Auto Efficient: The Right Model for Every Request, Automatically
Optimize AI spend without sacrificing performance
Auto Efficient is a new tier in Kilo’s Auto Model lineup, and it’s a fundamentally smarter way to route. Instead of locking you into a single model or asking you to switch manually as the work shifts, it classifies each session in real time and routes it dynamically to the benchmark-proven best model for that task.
Routine work runs on something lean, harder tasks get more firepower, and the router keeps adjusting as your session evolves. You get the right model at every point in your workflow, automatically, with costs that reflect the actual complexity of the work rather than a fixed tier across the board. It’s live now, and you select it right in the model picker.
How it works
Auto Efficient runs on a short loop. A lightweight classifier reads your session in context and works out what kind of task you’re on and how hard it is. Kilo matches that to the cheapest model proven accurate enough for the work, drawn from a pool of candidates that we’ve selected based on benchmark performance. Then it routes the request, with no mode change or manual switch on your end.
The decision happens between your keystrokes. When you ask for a quick rename, it quietly runs something fast and cheap. Ask it to plan a tricky migration, and it reaches for a stronger model, all under the same Auto Efficient setting.
Based on real benchmarks
Auto Efficient doesn’t route on a model’s reputation or a vendor’s marketing copy. It routes on KiloBench, the coding benchmark we run continuously against the models in our catalog, and KiloBench is built from the kind of work developers do in Kilo every day. So when Auto Efficient hands a task to a cheaper model, it’s because that model has already shown it can do that class of work just as well as a pricier one. The savings come from cutting spend you didn’t need, not from cutting corners.
The routing isn’t a black box
The model rankings and benchmarked performance Auto Efficient routes on are public, sitting on the Kilo Leaderboard for anyone to read. It comes from real-world model usage across developer workflows and the coding benchmarks we run, which is the same signal the router acts on.
So Auto Efficient isn’t asking you to trust a number you can’t see. If you’d rather route by hand, you can: open the Leaderboard, find the cheapest model that holds up on the kind of work you’re doing, and pick it yourself. Auto Efficient just runs that lookup for you, continuously, on every request. The convenience is automatic, and the data underneath it is open.
Session Awareness
Per-request routing has an obvious failure mode: a router that swaps models every turn loses the thread, contradicts itself, and feels erratic. Auto Efficient is session-aware precisely to avoid that. Once it’s on a model that’s working for the thread you’re in, it stays there across related turns and only switches when a cheaper option is clearly the better call. You get the cost benefit of fine-grained routing without the whiplash of a model that changes its mind mid-conversation.

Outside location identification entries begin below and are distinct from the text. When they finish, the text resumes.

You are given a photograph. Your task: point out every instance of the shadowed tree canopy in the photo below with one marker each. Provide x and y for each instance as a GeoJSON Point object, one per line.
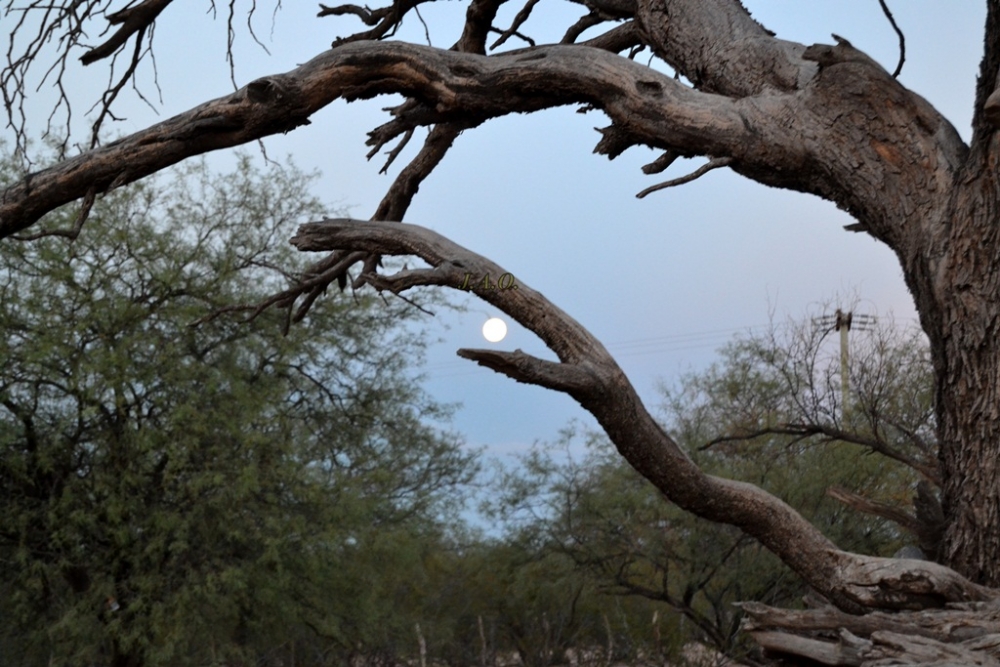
{"type": "Point", "coordinates": [820, 119]}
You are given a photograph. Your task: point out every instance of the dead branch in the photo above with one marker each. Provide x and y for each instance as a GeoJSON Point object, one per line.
{"type": "Point", "coordinates": [587, 372]}
{"type": "Point", "coordinates": [714, 163]}
{"type": "Point", "coordinates": [453, 87]}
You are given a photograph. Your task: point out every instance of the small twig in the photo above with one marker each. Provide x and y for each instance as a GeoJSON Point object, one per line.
{"type": "Point", "coordinates": [71, 234]}
{"type": "Point", "coordinates": [427, 31]}
{"type": "Point", "coordinates": [661, 163]}
{"type": "Point", "coordinates": [518, 21]}
{"type": "Point", "coordinates": [902, 39]}
{"type": "Point", "coordinates": [714, 163]}
{"type": "Point", "coordinates": [584, 23]}
{"type": "Point", "coordinates": [394, 153]}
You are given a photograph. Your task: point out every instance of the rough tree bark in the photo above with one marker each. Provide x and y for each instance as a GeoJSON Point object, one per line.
{"type": "Point", "coordinates": [820, 119]}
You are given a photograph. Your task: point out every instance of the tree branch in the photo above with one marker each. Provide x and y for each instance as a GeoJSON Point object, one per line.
{"type": "Point", "coordinates": [448, 86]}
{"type": "Point", "coordinates": [589, 374]}
{"type": "Point", "coordinates": [133, 20]}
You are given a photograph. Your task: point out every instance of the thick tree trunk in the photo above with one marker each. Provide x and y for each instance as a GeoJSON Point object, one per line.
{"type": "Point", "coordinates": [969, 382]}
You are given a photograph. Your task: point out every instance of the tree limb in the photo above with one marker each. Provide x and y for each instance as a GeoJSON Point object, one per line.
{"type": "Point", "coordinates": [448, 85]}
{"type": "Point", "coordinates": [590, 375]}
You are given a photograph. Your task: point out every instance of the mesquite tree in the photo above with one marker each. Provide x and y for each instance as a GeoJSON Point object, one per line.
{"type": "Point", "coordinates": [820, 119]}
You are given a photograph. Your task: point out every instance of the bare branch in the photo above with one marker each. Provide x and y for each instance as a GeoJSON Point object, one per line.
{"type": "Point", "coordinates": [928, 470]}
{"type": "Point", "coordinates": [899, 33]}
{"type": "Point", "coordinates": [588, 373]}
{"type": "Point", "coordinates": [462, 87]}
{"type": "Point", "coordinates": [714, 163]}
{"type": "Point", "coordinates": [134, 21]}
{"type": "Point", "coordinates": [868, 506]}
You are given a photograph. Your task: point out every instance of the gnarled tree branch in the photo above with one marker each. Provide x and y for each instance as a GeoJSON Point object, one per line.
{"type": "Point", "coordinates": [588, 373]}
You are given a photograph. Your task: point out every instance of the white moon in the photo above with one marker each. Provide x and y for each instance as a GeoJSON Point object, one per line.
{"type": "Point", "coordinates": [494, 330]}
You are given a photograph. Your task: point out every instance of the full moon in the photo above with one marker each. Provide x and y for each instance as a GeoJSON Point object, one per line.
{"type": "Point", "coordinates": [494, 330]}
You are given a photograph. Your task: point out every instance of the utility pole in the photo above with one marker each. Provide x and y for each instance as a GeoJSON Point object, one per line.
{"type": "Point", "coordinates": [841, 321]}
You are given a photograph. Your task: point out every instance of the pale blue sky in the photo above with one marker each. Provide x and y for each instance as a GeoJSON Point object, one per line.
{"type": "Point", "coordinates": [717, 255]}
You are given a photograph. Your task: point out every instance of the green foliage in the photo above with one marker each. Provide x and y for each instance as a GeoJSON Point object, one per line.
{"type": "Point", "coordinates": [768, 413]}
{"type": "Point", "coordinates": [177, 494]}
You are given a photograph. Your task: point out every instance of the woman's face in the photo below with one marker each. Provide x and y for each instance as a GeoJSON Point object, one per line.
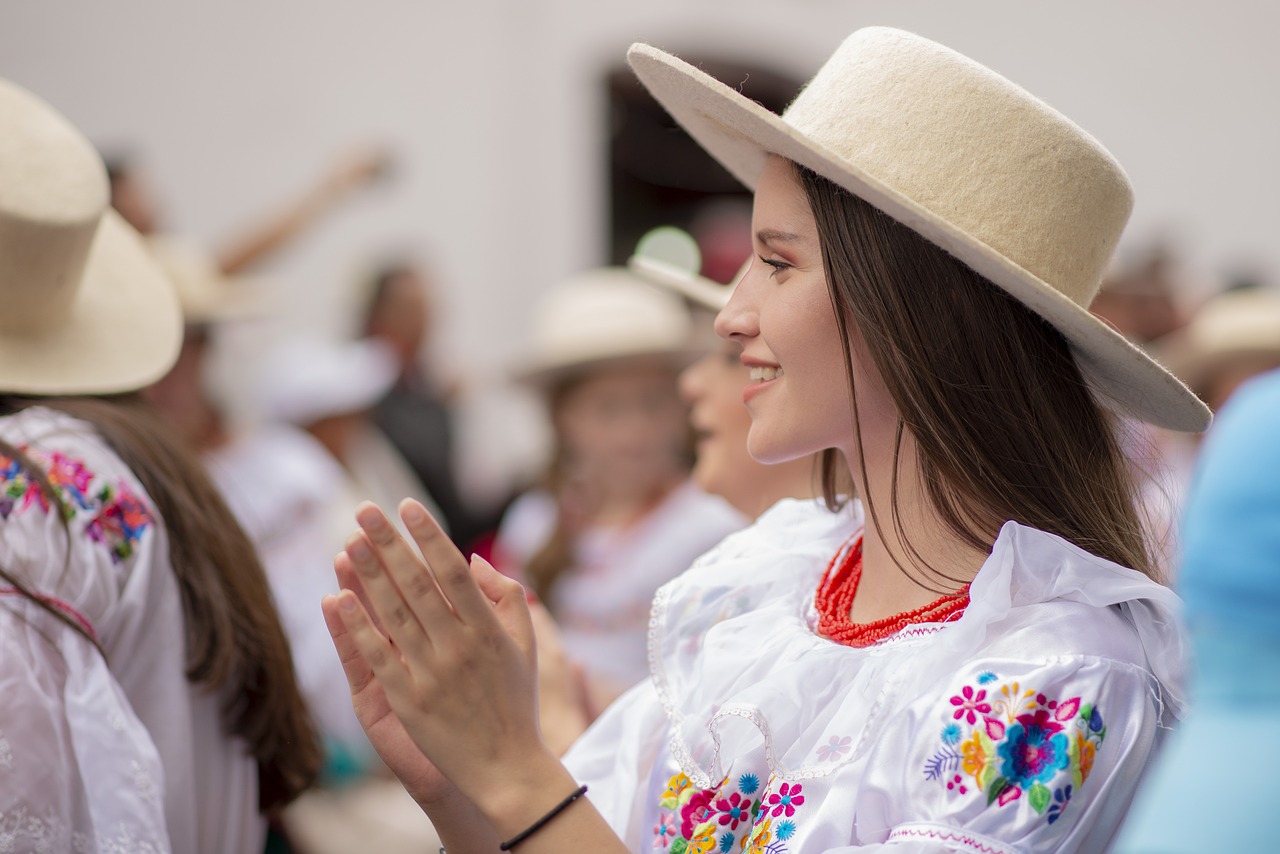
{"type": "Point", "coordinates": [781, 314]}
{"type": "Point", "coordinates": [624, 425]}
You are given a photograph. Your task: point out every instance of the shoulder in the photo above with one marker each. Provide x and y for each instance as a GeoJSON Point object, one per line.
{"type": "Point", "coordinates": [94, 485]}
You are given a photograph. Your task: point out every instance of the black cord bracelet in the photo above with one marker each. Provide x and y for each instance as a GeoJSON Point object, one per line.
{"type": "Point", "coordinates": [542, 822]}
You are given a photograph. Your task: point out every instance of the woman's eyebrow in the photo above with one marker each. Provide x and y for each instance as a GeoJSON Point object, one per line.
{"type": "Point", "coordinates": [775, 236]}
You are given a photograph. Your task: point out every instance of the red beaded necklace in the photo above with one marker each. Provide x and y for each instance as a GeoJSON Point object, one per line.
{"type": "Point", "coordinates": [835, 599]}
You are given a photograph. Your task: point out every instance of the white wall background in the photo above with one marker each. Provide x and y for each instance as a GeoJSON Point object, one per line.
{"type": "Point", "coordinates": [494, 113]}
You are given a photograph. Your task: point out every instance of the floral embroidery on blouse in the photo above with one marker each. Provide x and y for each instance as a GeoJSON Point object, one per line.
{"type": "Point", "coordinates": [727, 817]}
{"type": "Point", "coordinates": [1013, 744]}
{"type": "Point", "coordinates": [118, 517]}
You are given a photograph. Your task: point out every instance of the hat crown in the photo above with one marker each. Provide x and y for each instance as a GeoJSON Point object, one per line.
{"type": "Point", "coordinates": [602, 315]}
{"type": "Point", "coordinates": [53, 195]}
{"type": "Point", "coordinates": [970, 149]}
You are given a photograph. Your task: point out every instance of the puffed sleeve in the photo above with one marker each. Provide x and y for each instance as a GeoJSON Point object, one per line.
{"type": "Point", "coordinates": [77, 768]}
{"type": "Point", "coordinates": [616, 756]}
{"type": "Point", "coordinates": [1011, 757]}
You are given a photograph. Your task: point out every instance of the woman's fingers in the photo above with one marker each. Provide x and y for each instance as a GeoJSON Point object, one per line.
{"type": "Point", "coordinates": [417, 583]}
{"type": "Point", "coordinates": [451, 570]}
{"type": "Point", "coordinates": [373, 648]}
{"type": "Point", "coordinates": [393, 613]}
{"type": "Point", "coordinates": [508, 602]}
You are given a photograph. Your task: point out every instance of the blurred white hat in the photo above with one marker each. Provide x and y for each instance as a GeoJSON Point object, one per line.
{"type": "Point", "coordinates": [306, 380]}
{"type": "Point", "coordinates": [600, 316]}
{"type": "Point", "coordinates": [85, 309]}
{"type": "Point", "coordinates": [1233, 327]}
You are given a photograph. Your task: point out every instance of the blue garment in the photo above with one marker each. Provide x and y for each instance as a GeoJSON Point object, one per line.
{"type": "Point", "coordinates": [1210, 789]}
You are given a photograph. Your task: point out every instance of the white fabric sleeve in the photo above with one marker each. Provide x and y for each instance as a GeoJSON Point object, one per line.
{"type": "Point", "coordinates": [615, 758]}
{"type": "Point", "coordinates": [77, 768]}
{"type": "Point", "coordinates": [1010, 757]}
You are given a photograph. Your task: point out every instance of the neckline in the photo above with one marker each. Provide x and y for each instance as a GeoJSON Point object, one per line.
{"type": "Point", "coordinates": [835, 598]}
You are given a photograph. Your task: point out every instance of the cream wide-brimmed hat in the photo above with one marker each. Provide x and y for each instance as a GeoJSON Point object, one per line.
{"type": "Point", "coordinates": [602, 316]}
{"type": "Point", "coordinates": [960, 155]}
{"type": "Point", "coordinates": [83, 309]}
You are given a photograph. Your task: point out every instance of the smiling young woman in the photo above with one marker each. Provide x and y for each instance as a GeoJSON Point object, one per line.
{"type": "Point", "coordinates": [977, 667]}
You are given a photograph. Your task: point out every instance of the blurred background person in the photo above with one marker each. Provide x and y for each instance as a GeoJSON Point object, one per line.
{"type": "Point", "coordinates": [616, 515]}
{"type": "Point", "coordinates": [284, 488]}
{"type": "Point", "coordinates": [416, 414]}
{"type": "Point", "coordinates": [150, 695]}
{"type": "Point", "coordinates": [1229, 339]}
{"type": "Point", "coordinates": [329, 388]}
{"type": "Point", "coordinates": [135, 200]}
{"type": "Point", "coordinates": [1230, 581]}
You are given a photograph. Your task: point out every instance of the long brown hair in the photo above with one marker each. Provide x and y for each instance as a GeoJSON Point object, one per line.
{"type": "Point", "coordinates": [1004, 420]}
{"type": "Point", "coordinates": [233, 636]}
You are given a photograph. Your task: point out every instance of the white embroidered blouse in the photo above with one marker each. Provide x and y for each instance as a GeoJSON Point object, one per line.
{"type": "Point", "coordinates": [1022, 726]}
{"type": "Point", "coordinates": [109, 750]}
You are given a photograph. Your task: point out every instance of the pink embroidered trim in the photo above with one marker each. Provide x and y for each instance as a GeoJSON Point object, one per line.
{"type": "Point", "coordinates": [62, 606]}
{"type": "Point", "coordinates": [972, 843]}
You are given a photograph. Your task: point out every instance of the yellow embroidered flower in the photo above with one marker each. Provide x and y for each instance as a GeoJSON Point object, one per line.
{"type": "Point", "coordinates": [760, 837]}
{"type": "Point", "coordinates": [1087, 750]}
{"type": "Point", "coordinates": [677, 793]}
{"type": "Point", "coordinates": [704, 839]}
{"type": "Point", "coordinates": [974, 756]}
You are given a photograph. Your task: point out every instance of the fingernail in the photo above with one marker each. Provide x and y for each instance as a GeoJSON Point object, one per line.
{"type": "Point", "coordinates": [360, 551]}
{"type": "Point", "coordinates": [370, 517]}
{"type": "Point", "coordinates": [412, 512]}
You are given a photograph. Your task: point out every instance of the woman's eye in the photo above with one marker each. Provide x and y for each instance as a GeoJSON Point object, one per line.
{"type": "Point", "coordinates": [777, 265]}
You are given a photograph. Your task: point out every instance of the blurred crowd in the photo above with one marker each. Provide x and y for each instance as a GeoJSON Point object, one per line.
{"type": "Point", "coordinates": [647, 470]}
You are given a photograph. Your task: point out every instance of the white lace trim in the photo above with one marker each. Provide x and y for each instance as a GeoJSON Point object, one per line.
{"type": "Point", "coordinates": [22, 830]}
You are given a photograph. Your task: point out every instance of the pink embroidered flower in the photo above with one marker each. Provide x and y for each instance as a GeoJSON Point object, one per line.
{"type": "Point", "coordinates": [696, 811]}
{"type": "Point", "coordinates": [664, 831]}
{"type": "Point", "coordinates": [969, 704]}
{"type": "Point", "coordinates": [835, 749]}
{"type": "Point", "coordinates": [786, 799]}
{"type": "Point", "coordinates": [734, 809]}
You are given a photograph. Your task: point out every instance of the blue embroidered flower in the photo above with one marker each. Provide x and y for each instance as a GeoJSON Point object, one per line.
{"type": "Point", "coordinates": [1033, 750]}
{"type": "Point", "coordinates": [1061, 797]}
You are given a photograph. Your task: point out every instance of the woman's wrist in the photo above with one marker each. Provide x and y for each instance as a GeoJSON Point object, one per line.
{"type": "Point", "coordinates": [526, 791]}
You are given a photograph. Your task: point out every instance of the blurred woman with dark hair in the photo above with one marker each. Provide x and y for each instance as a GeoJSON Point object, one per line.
{"type": "Point", "coordinates": [150, 699]}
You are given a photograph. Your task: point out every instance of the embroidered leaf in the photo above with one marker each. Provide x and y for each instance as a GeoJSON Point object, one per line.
{"type": "Point", "coordinates": [988, 775]}
{"type": "Point", "coordinates": [1038, 797]}
{"type": "Point", "coordinates": [1066, 711]}
{"type": "Point", "coordinates": [996, 790]}
{"type": "Point", "coordinates": [945, 761]}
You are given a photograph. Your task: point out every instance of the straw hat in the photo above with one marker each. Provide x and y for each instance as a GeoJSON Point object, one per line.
{"type": "Point", "coordinates": [1235, 327]}
{"type": "Point", "coordinates": [205, 293]}
{"type": "Point", "coordinates": [964, 158]}
{"type": "Point", "coordinates": [600, 316]}
{"type": "Point", "coordinates": [83, 309]}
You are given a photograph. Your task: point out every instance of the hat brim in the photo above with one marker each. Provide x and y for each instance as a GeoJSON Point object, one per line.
{"type": "Point", "coordinates": [547, 375]}
{"type": "Point", "coordinates": [123, 332]}
{"type": "Point", "coordinates": [698, 290]}
{"type": "Point", "coordinates": [741, 135]}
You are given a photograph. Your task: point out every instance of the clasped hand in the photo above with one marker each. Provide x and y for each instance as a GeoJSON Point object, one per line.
{"type": "Point", "coordinates": [440, 657]}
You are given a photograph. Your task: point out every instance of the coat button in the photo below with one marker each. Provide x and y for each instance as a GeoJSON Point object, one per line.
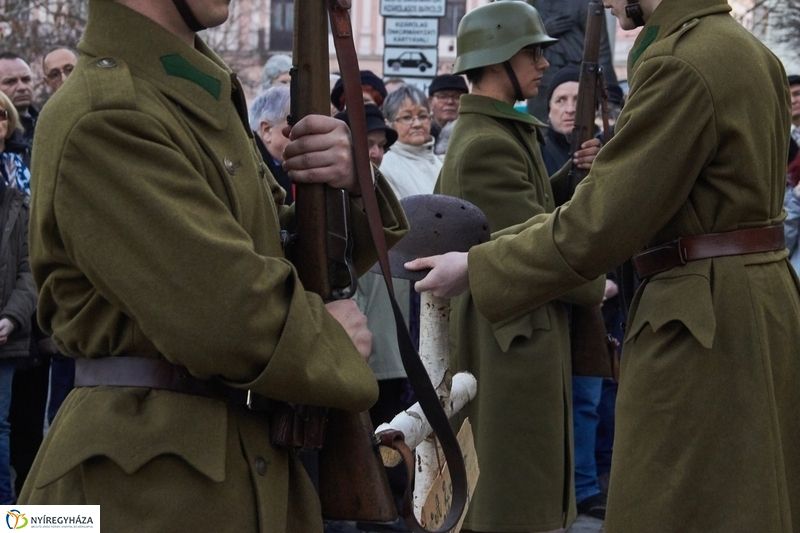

Also, routing calls aren’t always clear-cut, and Auto Efficient doesn’t gamble when they aren’t. If it can’t confidently match a request to a model, it falls back to the Balanced tier, which routes to a capable paid model. That gives you a hard floor: quality under Auto Efficient never drops below Balanced, whatever the classifier sees. Easy tasks get cheaper, and the hard ones keep the reliability you depend on.
Tune it toward the bill or the bar
Auto Efficient gives you a dial with two settings. One picks the cheapest model that clears the accuracy bar for the work, squeezing the most value out of every dollar. The other leans toward the strongest proven model in the pool, optimizing for accuracy first. You can set it in the Kilo dashboard based on whether a given project cares more about the bill or the bar, then let it run.
You’re still in charge
Auto Efficient is a smarter default, and it stays optional. It sits alongside the other Auto Model tiers - Frontier for maximum capability, Balanced for capable paid routing without frontier prices, and Free for no-cost models - and you can move between them whenever the work calls for it.
You can also step out of routing entirely at any point: pick a specific model by hand, bring your own provider key, or run a local model through Ollama or LM Studio. The router is there when you want it out of your way and gone the moment you don’t.
Turn it on
Open the model picker in Kilo and select Auto Efficient. One thing to check first: automatic mode-based switching needs the VS Code or JetBrains extension on v5.2.3 or newer, or the CLI on v1.0.15 or newer. On older versions the tier falls back to a single model for every request, so update if you’re behind.
See it in full at kilo.ai/auto-model, read the docs, and once you’ve run it for a while, tell us what you think!
Matching the model to the task is the biggest lever on your AI bill, and Auto Efficient now pulls it for you on every request, backed by benchmarks instead of guesswork. Turn it on, set the dial, and stop overpaying for the easy stuff.